Sci. STKE, 10 April 2007
Ubiquitin Ubiquitination of Estrogen Receptor by BRCA1
John F. Foley
Sciences STKE, AAAS, Washington, DC 20005, USA
The breast cancer suppressor protein BRCA1 is associated with all forms of breast cancer. BRCA1 is an E3 ubiquitin ligase, but none of its known targets explains the association of BRCA1 with breast tumors. BRCA1 must form a heterodimer with BARD1 to have ligase activity. Estrogen receptor (ER) is a transcription factor, which, after binding to its ligand, estrogen, forms functional dimers that bind to the promoter regions of target genes to promote transcriptional activation. ER shares an expression profile with BRCA1-associated tumors, and BRCA1 regulates the transcriptional activation of ER, so Eakin et al. investigated the relationship between BRCA1 and ER. They used in vitro ubiquitination assays with purified recombinant proteins, followed by Western blotting, to show that the ligand-binding domain (LBD) of ER was ubiquitinated by BRCA1/BARD1. The authors went on to determine the regions of both BRCA1 and BARD1 that were necessary for this activity.
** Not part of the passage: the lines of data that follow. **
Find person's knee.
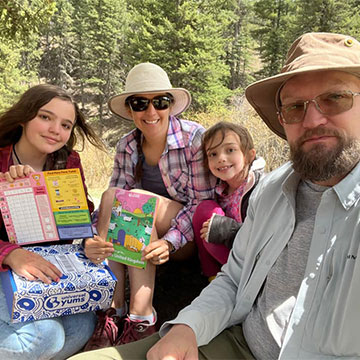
[3,319,65,360]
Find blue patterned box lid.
[0,244,116,323]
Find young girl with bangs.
[193,121,265,281]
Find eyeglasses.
[278,90,360,124]
[125,95,173,112]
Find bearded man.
[71,33,360,360]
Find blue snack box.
[0,244,116,323]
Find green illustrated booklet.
[106,189,158,269]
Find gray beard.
[290,131,360,182]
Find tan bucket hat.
[245,33,360,139]
[108,62,191,121]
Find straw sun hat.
[245,33,360,139]
[108,62,191,121]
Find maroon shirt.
[0,145,94,271]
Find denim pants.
[69,325,255,360]
[0,280,96,360]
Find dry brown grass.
[191,101,289,172]
[76,143,114,206]
[80,101,289,205]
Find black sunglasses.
[125,95,173,112]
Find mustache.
[296,127,346,146]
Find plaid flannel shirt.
[110,116,215,250]
[0,145,94,271]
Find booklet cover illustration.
[107,189,158,268]
[0,169,93,245]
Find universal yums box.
[106,189,158,268]
[0,169,93,245]
[0,244,116,323]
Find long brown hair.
[0,84,105,169]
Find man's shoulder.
[254,162,294,200]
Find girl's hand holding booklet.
[106,189,158,268]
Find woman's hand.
[0,165,35,182]
[141,239,172,265]
[200,219,210,241]
[3,249,62,284]
[84,235,114,264]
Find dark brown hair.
[0,84,104,169]
[201,121,254,169]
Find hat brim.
[245,65,360,139]
[108,88,191,121]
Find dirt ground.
[132,256,208,327]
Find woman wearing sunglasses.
[86,63,214,350]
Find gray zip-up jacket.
[160,163,360,359]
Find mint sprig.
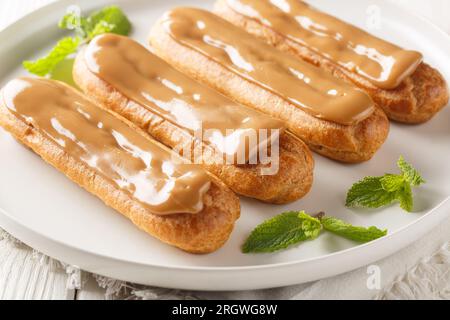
[23,6,131,77]
[242,211,387,253]
[23,37,81,77]
[321,217,387,243]
[346,157,425,212]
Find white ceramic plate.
[0,0,450,290]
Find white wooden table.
[0,0,450,300]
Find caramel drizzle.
[226,0,423,90]
[3,78,211,215]
[162,8,374,125]
[84,34,284,160]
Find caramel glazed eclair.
[150,8,389,163]
[215,0,449,124]
[74,34,314,204]
[0,78,240,253]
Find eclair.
[73,34,314,204]
[0,78,240,253]
[149,8,389,163]
[215,0,449,124]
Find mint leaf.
[396,182,414,212]
[242,211,322,253]
[321,217,387,243]
[23,6,131,78]
[397,157,426,187]
[85,5,131,39]
[346,157,425,212]
[58,12,88,39]
[346,177,395,208]
[380,174,405,192]
[23,37,80,77]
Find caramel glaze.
[3,78,211,215]
[85,34,284,161]
[163,8,375,125]
[226,0,423,90]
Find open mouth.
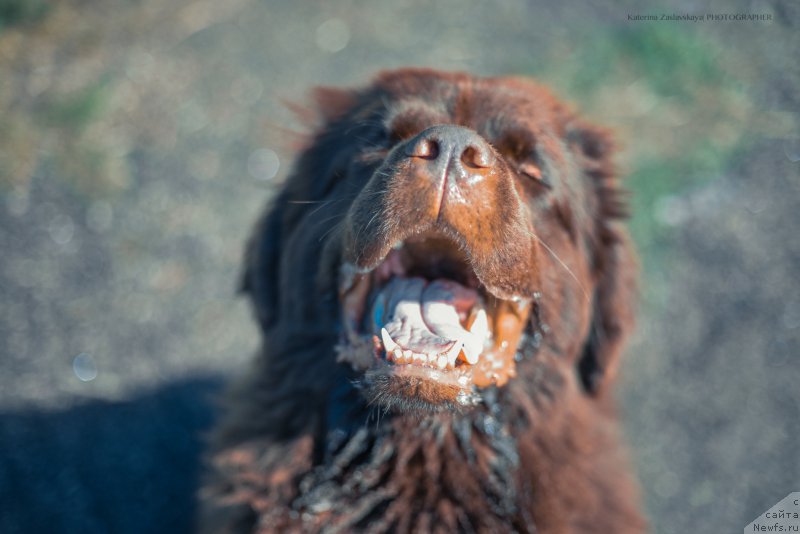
[338,233,530,404]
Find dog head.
[245,70,635,411]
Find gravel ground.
[0,0,800,533]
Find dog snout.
[405,125,496,187]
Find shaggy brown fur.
[198,70,645,533]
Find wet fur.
[198,70,646,533]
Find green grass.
[0,0,51,33]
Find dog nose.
[406,124,495,174]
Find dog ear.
[567,121,638,394]
[239,191,287,330]
[239,87,358,330]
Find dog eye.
[517,161,552,189]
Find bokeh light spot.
[72,352,97,382]
[247,148,281,180]
[317,19,350,54]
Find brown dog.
[200,70,645,533]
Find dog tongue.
[372,277,487,365]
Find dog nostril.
[406,138,439,159]
[461,145,492,169]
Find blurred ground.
[0,0,800,533]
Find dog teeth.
[469,310,489,343]
[461,344,481,365]
[381,328,397,354]
[446,341,463,367]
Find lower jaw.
[337,309,529,411]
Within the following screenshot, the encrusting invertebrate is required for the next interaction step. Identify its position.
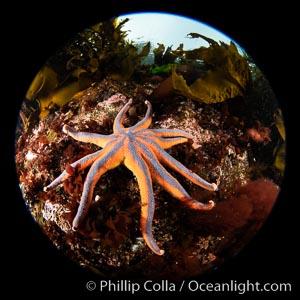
[44,99,218,255]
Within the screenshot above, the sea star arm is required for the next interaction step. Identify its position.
[137,141,214,210]
[44,150,102,192]
[130,101,152,132]
[63,125,117,148]
[138,134,190,149]
[124,143,164,255]
[145,138,218,191]
[73,141,124,230]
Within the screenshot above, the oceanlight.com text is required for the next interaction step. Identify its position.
[86,280,292,295]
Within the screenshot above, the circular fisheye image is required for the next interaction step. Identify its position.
[15,13,285,281]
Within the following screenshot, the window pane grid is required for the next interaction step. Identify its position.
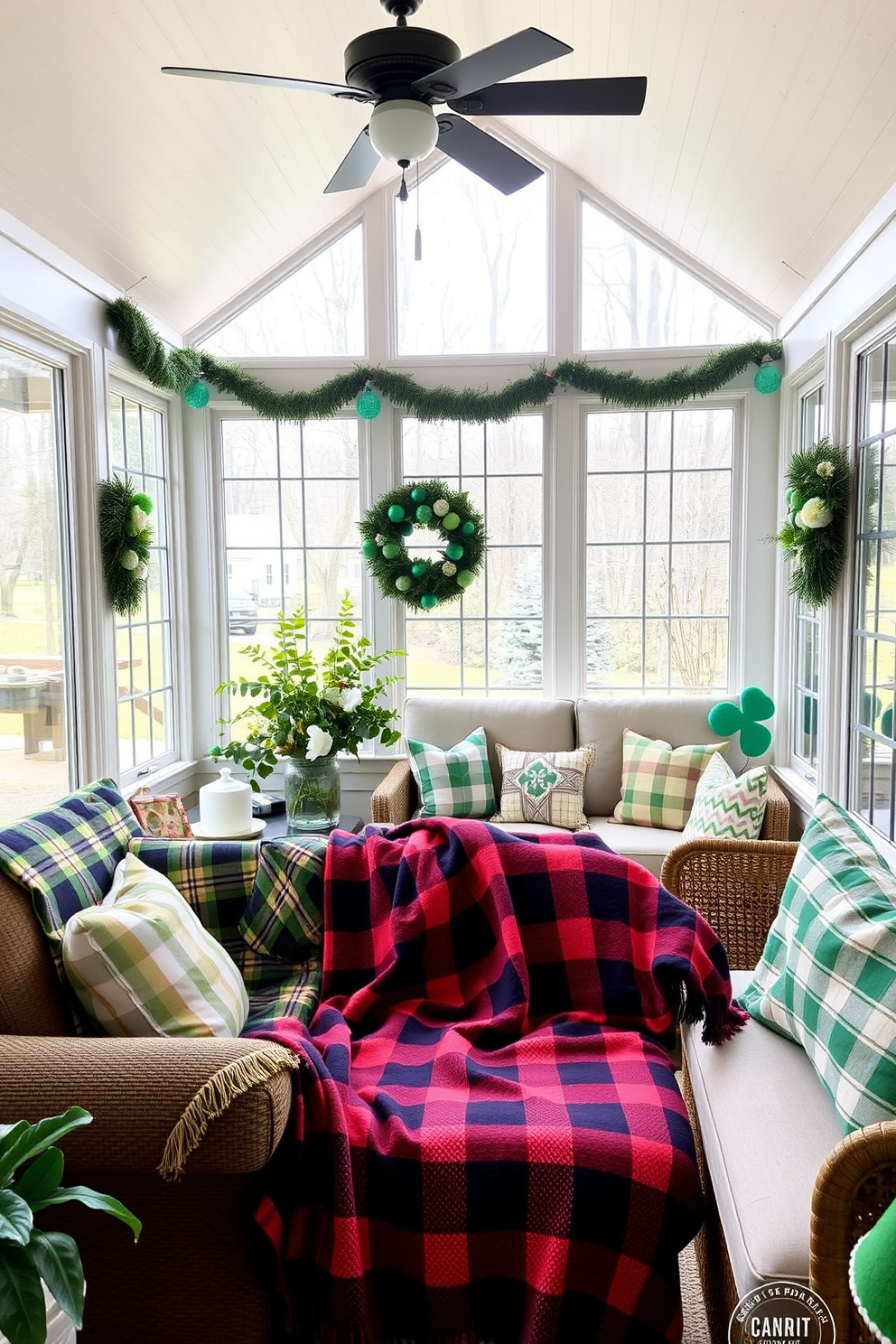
[108,392,174,773]
[402,415,544,695]
[849,341,896,840]
[587,410,733,695]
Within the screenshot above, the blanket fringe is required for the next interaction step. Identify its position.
[158,1041,298,1180]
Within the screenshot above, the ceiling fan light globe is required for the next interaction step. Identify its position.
[369,98,439,164]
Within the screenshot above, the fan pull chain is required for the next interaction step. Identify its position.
[414,159,423,261]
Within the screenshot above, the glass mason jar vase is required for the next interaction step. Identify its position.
[284,751,342,832]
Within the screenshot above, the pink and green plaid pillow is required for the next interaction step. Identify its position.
[612,728,728,831]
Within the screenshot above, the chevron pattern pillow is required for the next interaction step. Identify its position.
[681,752,769,840]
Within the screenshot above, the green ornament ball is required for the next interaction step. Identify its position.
[752,364,780,392]
[355,387,383,419]
[184,378,210,411]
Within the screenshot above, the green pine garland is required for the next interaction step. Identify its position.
[97,476,152,616]
[106,298,783,425]
[771,438,849,609]
[358,480,485,611]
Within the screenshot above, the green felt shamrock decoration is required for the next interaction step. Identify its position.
[708,686,775,757]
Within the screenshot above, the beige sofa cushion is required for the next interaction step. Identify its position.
[681,970,843,1297]
[403,695,577,798]
[575,695,744,811]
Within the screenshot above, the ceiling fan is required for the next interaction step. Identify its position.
[163,0,648,195]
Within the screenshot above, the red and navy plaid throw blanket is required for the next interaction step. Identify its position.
[258,817,744,1344]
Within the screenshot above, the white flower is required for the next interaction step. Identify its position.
[308,723,333,761]
[799,496,835,527]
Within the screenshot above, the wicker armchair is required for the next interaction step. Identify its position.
[662,840,896,1344]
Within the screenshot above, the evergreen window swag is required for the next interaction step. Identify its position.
[358,480,485,611]
[771,438,850,609]
[97,476,154,616]
[106,298,783,425]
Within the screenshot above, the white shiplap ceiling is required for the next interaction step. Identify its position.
[0,0,896,332]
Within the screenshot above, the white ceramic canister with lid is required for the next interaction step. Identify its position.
[199,766,253,837]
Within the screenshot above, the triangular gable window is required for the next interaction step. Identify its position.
[201,224,364,359]
[582,201,769,350]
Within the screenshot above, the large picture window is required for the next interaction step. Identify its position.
[849,336,896,840]
[585,408,733,694]
[402,415,544,695]
[108,391,176,779]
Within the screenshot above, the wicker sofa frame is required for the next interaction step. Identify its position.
[662,840,896,1344]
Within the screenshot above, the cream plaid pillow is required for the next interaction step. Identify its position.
[61,854,248,1036]
[491,742,596,831]
[612,728,728,831]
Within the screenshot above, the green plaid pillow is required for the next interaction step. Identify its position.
[406,728,494,817]
[61,854,248,1036]
[239,836,326,961]
[612,728,728,831]
[491,742,596,831]
[740,794,896,1133]
[681,751,769,840]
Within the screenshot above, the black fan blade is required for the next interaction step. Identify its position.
[438,117,543,196]
[161,66,376,102]
[449,75,648,117]
[411,28,573,98]
[323,126,380,196]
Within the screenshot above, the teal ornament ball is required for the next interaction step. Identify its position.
[752,363,780,397]
[355,387,383,419]
[184,378,210,411]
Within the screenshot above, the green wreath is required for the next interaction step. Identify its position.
[97,476,152,616]
[772,438,850,608]
[359,481,485,611]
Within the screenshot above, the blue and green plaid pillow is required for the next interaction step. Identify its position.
[740,794,896,1132]
[0,779,140,967]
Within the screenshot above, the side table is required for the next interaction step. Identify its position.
[187,807,364,843]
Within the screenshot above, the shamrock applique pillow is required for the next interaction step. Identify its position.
[491,742,596,831]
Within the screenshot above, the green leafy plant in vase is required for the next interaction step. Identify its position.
[0,1106,143,1344]
[210,594,405,831]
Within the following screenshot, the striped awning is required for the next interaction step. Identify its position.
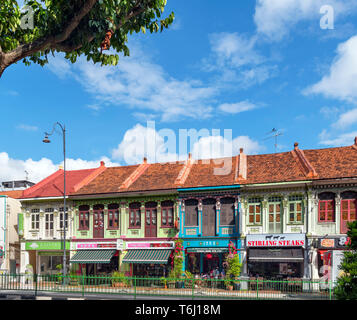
[123,249,172,264]
[69,250,116,263]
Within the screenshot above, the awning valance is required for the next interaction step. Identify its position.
[123,249,172,264]
[249,248,304,262]
[69,250,116,263]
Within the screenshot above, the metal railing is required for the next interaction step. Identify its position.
[0,274,334,300]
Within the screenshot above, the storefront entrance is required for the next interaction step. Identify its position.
[186,252,228,276]
[248,262,304,280]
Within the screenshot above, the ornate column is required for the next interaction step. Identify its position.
[335,191,341,234]
[280,195,289,233]
[198,199,202,236]
[260,196,269,233]
[216,198,221,237]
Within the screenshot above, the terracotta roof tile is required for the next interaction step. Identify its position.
[304,146,357,179]
[62,141,357,195]
[22,168,98,199]
[0,190,24,199]
[74,165,139,195]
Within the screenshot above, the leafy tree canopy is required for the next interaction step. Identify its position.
[334,221,357,300]
[0,0,174,77]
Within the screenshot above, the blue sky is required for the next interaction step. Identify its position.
[0,0,357,182]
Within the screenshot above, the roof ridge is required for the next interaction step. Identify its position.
[73,161,107,192]
[174,153,195,186]
[118,158,150,190]
[23,169,63,197]
[291,142,318,178]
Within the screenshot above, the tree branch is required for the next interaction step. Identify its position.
[0,0,98,77]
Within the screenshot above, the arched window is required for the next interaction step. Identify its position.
[341,191,357,234]
[319,192,335,222]
[78,205,89,230]
[161,200,174,228]
[185,199,198,227]
[220,197,235,226]
[248,197,262,225]
[108,203,119,229]
[129,202,141,228]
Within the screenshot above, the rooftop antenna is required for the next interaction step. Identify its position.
[264,128,283,153]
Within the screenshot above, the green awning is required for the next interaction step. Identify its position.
[123,249,172,264]
[69,250,116,263]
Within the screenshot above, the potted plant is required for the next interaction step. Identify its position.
[225,242,242,290]
[111,270,120,287]
[160,277,167,289]
[56,264,63,284]
[170,239,184,289]
[185,271,193,288]
[167,270,176,288]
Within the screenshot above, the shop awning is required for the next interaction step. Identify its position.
[187,248,228,253]
[123,249,172,264]
[69,250,116,263]
[249,248,304,262]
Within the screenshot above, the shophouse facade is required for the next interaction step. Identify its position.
[70,159,185,277]
[236,140,357,280]
[178,149,247,276]
[18,163,106,275]
[0,190,22,274]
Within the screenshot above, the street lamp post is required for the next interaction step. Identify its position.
[43,122,67,283]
BRCA1/BARD1 was shown to ubiquitinate ER whether it was bound to an agonist, estrogen, or to an antagonist, tamoxifen. ER-LBD was not ubiquitinated by BRCA1/BARD complexes containing mutant BRCA1 proteins that had the same mutations as are observed in patients with breast cancer, which suggests that the association of these BRCA1 mutations with breast cancer may be due to disruption in the ubiquitination of ER. BRCA1/BARD1 activity resulted in monoubiquitination of ER, a modification associated with regulating activity rather than promoting degradation. This study provides a mechanism whereby BRCA1 mutations may be linked to breast cancer development.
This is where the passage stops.